Yes, that is PASTA you see in my chicken taco casserole recipe. And no, pasta is not paleo.
This particular pasta, though, happens to be gluten free, so it does put it in the “scaleo” category, even if it’s not in the “paleo” category.
A few weeks ago, I got an email inviting me to enter a blogger recipe challenge. I thought to myself, “Hey, self, since you are tapering down on like 4 of your 6 jobs, why not bring another thing onto your plate? You don’t want to have TOO much downtime to like, relax, or something before you have a baby.”
And so, there I was, being mailed a jar of coconut oil and four boxes of gluten free quinoa pasta, and being asked to come up with not one, not two, but three different recipes: appetizer, entree, and baking.
One of the requirements of the challenge is that we include a photo of the product in the post. Guess who forgot to take a picture of the product before using it and throwing away the box? I blame it on pregnancy brain. So instead, I’ve included a photo of the other pastas they sent me that I haven’t used yet – just use your imagination, and pretend one of them is penne. 😀
And then you can see the deliciousness it turned into.
This one had a few iterations, and almost became some sort of chicken thai casserole, but the chicken taco casserole worked way better. Who doesn’t love all that spicy taco goodness?
You can serve this casserole without toppings, but I don’t recommend it. It will still be flavorful, but the olives, cilantro, extra salsa, and lime (or whatever your mexican food toppings of choice are) really take it to a whole other level.
You might be saying, “but where’s the cheese?” And to that I say, there is no cheese. And you probably won’t even miss it. C’mon, I can make a gluten free pasta dish in the name of scaleo, but I can’t add cheese to it also and still feel like I’m staying in the scaleo lane!
That being said, if you want to add cheese to the top of your chicken taco casserole, I promise not to tell. 😉
- sliced black olives
- fresh cilantro
- slices of lime
Preheat oven to 350°.
In a small bowl, whisk the eggs and set aside.
Heat 1 teaspoon of the coconut oil in a skillet over medium high heat.
On another burner, bring a medium pot of water to a boil.
Add the gluten free penne pasta to the boiling water and cook for 10-12 minutes or until tender.
Add the chicken taco meat to the skillet and brown for 4-5 minutes.
Add pepper, onion and garlic and saute for 4-5 minutes more, until peppers and onions are beginning to soften.
Your pasta should be about done by now - remove from heat and drain.
Remove meat mixture from heat and place in a large mixing bowl.
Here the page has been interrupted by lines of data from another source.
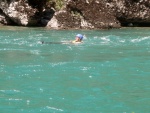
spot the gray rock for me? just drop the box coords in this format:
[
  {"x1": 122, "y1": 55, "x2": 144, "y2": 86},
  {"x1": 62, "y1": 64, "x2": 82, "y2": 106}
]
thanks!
[{"x1": 0, "y1": 0, "x2": 37, "y2": 26}]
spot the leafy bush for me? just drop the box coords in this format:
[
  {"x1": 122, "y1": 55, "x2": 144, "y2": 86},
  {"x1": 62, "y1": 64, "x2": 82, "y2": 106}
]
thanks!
[{"x1": 46, "y1": 0, "x2": 65, "y2": 10}]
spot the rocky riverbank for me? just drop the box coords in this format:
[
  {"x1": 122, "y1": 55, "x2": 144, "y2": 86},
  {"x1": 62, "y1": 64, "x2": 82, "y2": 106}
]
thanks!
[{"x1": 0, "y1": 0, "x2": 150, "y2": 29}]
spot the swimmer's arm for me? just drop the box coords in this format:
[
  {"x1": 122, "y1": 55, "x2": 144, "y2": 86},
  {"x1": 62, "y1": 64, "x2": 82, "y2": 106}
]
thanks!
[
  {"x1": 71, "y1": 40, "x2": 77, "y2": 43},
  {"x1": 71, "y1": 40, "x2": 82, "y2": 44}
]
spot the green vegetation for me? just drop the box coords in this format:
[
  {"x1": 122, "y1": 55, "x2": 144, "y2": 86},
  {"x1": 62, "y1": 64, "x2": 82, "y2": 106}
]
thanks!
[
  {"x1": 47, "y1": 0, "x2": 65, "y2": 10},
  {"x1": 71, "y1": 10, "x2": 82, "y2": 17}
]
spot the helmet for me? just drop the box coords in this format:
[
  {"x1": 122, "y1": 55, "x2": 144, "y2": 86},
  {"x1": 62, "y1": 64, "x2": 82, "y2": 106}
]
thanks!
[{"x1": 76, "y1": 34, "x2": 83, "y2": 40}]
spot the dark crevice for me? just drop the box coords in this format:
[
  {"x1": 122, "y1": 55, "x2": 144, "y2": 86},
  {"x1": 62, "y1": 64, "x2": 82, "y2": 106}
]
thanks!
[
  {"x1": 120, "y1": 22, "x2": 150, "y2": 27},
  {"x1": 27, "y1": 0, "x2": 55, "y2": 27},
  {"x1": 28, "y1": 0, "x2": 47, "y2": 14}
]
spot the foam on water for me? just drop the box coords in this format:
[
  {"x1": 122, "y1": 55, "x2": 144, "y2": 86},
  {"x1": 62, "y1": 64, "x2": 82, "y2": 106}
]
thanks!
[
  {"x1": 131, "y1": 36, "x2": 150, "y2": 43},
  {"x1": 0, "y1": 27, "x2": 150, "y2": 113}
]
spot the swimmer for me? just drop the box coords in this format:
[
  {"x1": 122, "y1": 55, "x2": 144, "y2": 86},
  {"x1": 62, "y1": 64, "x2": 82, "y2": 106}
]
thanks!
[
  {"x1": 41, "y1": 34, "x2": 84, "y2": 45},
  {"x1": 71, "y1": 34, "x2": 83, "y2": 44}
]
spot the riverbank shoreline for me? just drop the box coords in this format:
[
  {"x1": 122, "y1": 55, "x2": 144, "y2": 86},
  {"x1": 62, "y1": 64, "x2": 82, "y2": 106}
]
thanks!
[{"x1": 1, "y1": 25, "x2": 150, "y2": 32}]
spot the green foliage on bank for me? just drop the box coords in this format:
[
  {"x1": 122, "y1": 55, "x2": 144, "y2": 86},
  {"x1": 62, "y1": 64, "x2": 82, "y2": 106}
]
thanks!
[{"x1": 47, "y1": 0, "x2": 65, "y2": 10}]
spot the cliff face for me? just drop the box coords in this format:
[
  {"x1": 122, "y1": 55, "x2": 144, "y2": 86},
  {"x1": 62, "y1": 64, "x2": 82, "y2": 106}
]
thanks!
[{"x1": 0, "y1": 0, "x2": 150, "y2": 28}]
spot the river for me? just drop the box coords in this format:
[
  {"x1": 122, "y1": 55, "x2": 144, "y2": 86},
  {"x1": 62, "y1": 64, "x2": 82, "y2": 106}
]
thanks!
[{"x1": 0, "y1": 26, "x2": 150, "y2": 113}]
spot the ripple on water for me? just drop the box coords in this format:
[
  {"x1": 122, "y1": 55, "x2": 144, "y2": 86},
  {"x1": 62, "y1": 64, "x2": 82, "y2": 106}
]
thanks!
[
  {"x1": 45, "y1": 106, "x2": 64, "y2": 112},
  {"x1": 0, "y1": 89, "x2": 21, "y2": 94},
  {"x1": 131, "y1": 36, "x2": 150, "y2": 43}
]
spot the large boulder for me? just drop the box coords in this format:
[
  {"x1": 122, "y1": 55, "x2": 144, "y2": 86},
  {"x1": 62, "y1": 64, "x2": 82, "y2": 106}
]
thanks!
[
  {"x1": 0, "y1": 0, "x2": 37, "y2": 26},
  {"x1": 47, "y1": 0, "x2": 120, "y2": 29},
  {"x1": 105, "y1": 0, "x2": 150, "y2": 26},
  {"x1": 0, "y1": 0, "x2": 55, "y2": 26}
]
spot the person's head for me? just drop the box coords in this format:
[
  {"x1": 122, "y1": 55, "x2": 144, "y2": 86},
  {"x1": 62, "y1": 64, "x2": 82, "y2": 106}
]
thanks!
[{"x1": 76, "y1": 34, "x2": 83, "y2": 41}]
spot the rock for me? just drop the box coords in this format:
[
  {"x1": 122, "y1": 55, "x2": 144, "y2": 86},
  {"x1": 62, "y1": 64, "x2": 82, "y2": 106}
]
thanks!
[
  {"x1": 48, "y1": 0, "x2": 150, "y2": 29},
  {"x1": 47, "y1": 0, "x2": 120, "y2": 29},
  {"x1": 111, "y1": 0, "x2": 150, "y2": 26},
  {"x1": 0, "y1": 0, "x2": 37, "y2": 26},
  {"x1": 1, "y1": 0, "x2": 150, "y2": 28},
  {"x1": 47, "y1": 10, "x2": 81, "y2": 29},
  {"x1": 0, "y1": 9, "x2": 14, "y2": 25},
  {"x1": 0, "y1": 11, "x2": 8, "y2": 25},
  {"x1": 47, "y1": 16, "x2": 60, "y2": 29},
  {"x1": 0, "y1": 0, "x2": 55, "y2": 26}
]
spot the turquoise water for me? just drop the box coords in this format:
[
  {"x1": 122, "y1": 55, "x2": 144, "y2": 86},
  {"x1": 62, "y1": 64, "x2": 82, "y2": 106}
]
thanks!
[{"x1": 0, "y1": 26, "x2": 150, "y2": 113}]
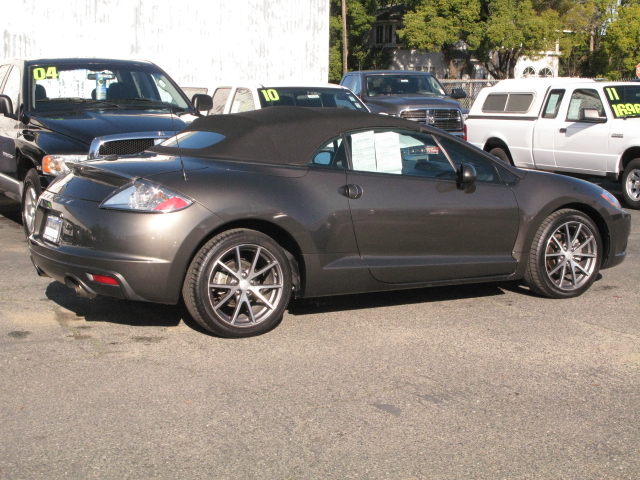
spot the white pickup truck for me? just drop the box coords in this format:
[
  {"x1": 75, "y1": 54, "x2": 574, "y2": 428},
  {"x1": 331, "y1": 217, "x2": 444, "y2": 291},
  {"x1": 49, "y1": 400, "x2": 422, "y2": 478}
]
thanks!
[{"x1": 466, "y1": 78, "x2": 640, "y2": 208}]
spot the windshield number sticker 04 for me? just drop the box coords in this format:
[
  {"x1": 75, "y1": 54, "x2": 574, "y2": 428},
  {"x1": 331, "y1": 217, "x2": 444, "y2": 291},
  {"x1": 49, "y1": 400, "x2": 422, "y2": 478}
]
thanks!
[{"x1": 33, "y1": 67, "x2": 59, "y2": 80}]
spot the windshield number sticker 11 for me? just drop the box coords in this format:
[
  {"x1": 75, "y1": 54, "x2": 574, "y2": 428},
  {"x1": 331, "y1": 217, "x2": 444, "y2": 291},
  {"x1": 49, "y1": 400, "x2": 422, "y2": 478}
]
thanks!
[{"x1": 33, "y1": 67, "x2": 59, "y2": 80}]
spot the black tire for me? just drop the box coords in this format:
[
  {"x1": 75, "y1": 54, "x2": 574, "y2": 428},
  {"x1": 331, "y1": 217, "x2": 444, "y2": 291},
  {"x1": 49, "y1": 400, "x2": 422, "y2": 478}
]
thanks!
[
  {"x1": 489, "y1": 147, "x2": 511, "y2": 165},
  {"x1": 22, "y1": 169, "x2": 42, "y2": 237},
  {"x1": 621, "y1": 158, "x2": 640, "y2": 209},
  {"x1": 524, "y1": 209, "x2": 602, "y2": 299},
  {"x1": 182, "y1": 229, "x2": 292, "y2": 338}
]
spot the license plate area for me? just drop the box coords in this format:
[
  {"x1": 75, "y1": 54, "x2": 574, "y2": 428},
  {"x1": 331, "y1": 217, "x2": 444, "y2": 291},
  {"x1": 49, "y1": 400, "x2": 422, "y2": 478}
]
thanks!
[{"x1": 43, "y1": 215, "x2": 63, "y2": 244}]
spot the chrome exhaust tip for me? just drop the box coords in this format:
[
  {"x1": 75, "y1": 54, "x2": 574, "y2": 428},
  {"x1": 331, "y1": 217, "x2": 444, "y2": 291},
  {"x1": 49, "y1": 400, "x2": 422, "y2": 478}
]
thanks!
[{"x1": 64, "y1": 276, "x2": 97, "y2": 299}]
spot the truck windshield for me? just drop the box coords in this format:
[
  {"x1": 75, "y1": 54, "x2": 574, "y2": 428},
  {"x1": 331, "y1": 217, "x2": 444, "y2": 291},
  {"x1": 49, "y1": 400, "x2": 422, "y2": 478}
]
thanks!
[
  {"x1": 365, "y1": 74, "x2": 447, "y2": 97},
  {"x1": 257, "y1": 87, "x2": 367, "y2": 110},
  {"x1": 603, "y1": 85, "x2": 640, "y2": 118},
  {"x1": 29, "y1": 62, "x2": 190, "y2": 112}
]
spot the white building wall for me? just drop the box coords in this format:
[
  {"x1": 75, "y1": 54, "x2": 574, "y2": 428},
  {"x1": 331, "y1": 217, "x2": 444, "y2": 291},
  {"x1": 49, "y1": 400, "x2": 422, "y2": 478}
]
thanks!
[{"x1": 2, "y1": 0, "x2": 329, "y2": 88}]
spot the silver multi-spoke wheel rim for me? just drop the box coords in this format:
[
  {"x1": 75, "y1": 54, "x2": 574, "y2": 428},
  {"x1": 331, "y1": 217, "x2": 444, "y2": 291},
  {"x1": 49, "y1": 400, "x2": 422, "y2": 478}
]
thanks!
[
  {"x1": 23, "y1": 185, "x2": 38, "y2": 235},
  {"x1": 625, "y1": 168, "x2": 640, "y2": 201},
  {"x1": 207, "y1": 243, "x2": 284, "y2": 328},
  {"x1": 544, "y1": 220, "x2": 598, "y2": 291}
]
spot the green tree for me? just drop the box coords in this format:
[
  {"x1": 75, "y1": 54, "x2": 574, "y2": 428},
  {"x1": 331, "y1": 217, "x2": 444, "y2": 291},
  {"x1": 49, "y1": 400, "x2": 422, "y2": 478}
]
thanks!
[
  {"x1": 329, "y1": 0, "x2": 390, "y2": 83},
  {"x1": 398, "y1": 0, "x2": 484, "y2": 78},
  {"x1": 604, "y1": 3, "x2": 640, "y2": 78},
  {"x1": 477, "y1": 0, "x2": 562, "y2": 79},
  {"x1": 558, "y1": 0, "x2": 617, "y2": 77}
]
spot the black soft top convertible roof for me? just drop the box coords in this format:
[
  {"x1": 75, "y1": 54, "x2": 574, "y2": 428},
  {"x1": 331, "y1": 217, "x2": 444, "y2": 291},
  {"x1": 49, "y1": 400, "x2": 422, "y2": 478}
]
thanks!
[{"x1": 150, "y1": 106, "x2": 425, "y2": 165}]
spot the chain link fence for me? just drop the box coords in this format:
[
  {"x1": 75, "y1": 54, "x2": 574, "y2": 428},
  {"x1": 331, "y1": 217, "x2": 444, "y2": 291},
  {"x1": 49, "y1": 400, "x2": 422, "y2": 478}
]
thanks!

Add the salsa, green chiles, lime zest, and lime juice and stir to combine.
Add the whisked eggs to the mixture, and stir again, combining well.
Grease an 8x8 baking dish with the other teaspoon of coconut oil.
Starting with the taco meat mixture, layer the taco meat and the gluten free penne pasta - meat, pasta, meat, pasta - until none remains. Be sure to make the top layer the meat mixture to keep the pasta from getting dried out!
Bake in the preheated oven for 45 minutes, or until the center is no longer jiggly and the eggs are cooked through.
Remove from oven and allow to cool for 5 minutes. While the casserole cools, prep your toppings.
Cut casserole into squares and serve, topping with olives, cilantro, salsa, or other toppings of choice!